How the Trump-Kim Summit Failed: Big Threats, Big Egos, Bad Bets – The New York Times

In retrospect, it was an important message that was obscured by the discussion of an end-of-war declaration.

What really mattered to Mr. Kim were the sanctions, which, after three new rounds in 2017, were strangling his nation’s already pitiful economy. The United States had even cut off critical humanitarian aid to the country by barring American aid groups from traveling there.

With diplomacy stalled, Mr. Trump decided to weigh in again.

Mr. Bolton announced in December that Mr. Trump wanted another summit meeting in early 2019 because North Korea had “not lived up to the commitments” it made in Singapore. To some diplomats and analysts, that seemed like a reason not to meet again.

The North Koreans appointed a former ambassador to Spain, Kim Hyok-chol, to lay the groundwork with Mr. Biegun, 55, a pragmatic former senior aide to Condoleezza Rice in the Bush administration who had been passed over for the national security adviser position in favor of Mr. Bolton.

The first meetings in Pyongyang did not go smoothly. And when the two sides met in Hanoi starting six days before the summit meeting, the North Koreans kept demanding that the five most recent rounds of sanctions imposed by the United Nations since March 2016 be lifted.

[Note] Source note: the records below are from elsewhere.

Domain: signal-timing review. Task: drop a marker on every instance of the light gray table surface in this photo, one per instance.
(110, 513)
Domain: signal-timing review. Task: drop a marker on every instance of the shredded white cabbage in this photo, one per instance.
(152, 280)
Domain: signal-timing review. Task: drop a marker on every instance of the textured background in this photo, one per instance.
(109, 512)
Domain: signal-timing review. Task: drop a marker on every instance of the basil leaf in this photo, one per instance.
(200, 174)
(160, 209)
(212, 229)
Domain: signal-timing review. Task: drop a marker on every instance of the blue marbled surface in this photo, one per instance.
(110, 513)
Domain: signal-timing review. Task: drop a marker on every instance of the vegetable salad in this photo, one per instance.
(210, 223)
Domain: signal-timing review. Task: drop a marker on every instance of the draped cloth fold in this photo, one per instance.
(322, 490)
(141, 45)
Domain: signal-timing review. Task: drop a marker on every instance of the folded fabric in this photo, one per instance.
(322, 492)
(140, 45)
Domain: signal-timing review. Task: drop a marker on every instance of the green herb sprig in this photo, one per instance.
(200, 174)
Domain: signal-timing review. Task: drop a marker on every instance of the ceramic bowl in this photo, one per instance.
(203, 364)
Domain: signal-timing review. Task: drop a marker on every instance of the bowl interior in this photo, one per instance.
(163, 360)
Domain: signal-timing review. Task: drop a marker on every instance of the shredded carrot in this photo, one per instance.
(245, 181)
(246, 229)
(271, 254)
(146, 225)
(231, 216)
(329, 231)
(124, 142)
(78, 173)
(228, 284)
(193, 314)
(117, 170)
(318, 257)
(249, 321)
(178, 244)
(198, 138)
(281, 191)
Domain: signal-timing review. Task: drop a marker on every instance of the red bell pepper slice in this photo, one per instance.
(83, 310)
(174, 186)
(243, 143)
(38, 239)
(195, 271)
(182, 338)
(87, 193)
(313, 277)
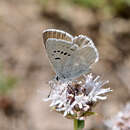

Mr. Ri, the foreign minister, said later that North Korea chose those sanctions because they affected ordinary citizens.

These sanctions, imposed to punish Pyongyang for new weapons tests, differed from previous restrictions that were focused on weapons and nuclear-related equipment. Instead, they covered entire export sectors, including minerals, metals, coal, agriculture and seafood.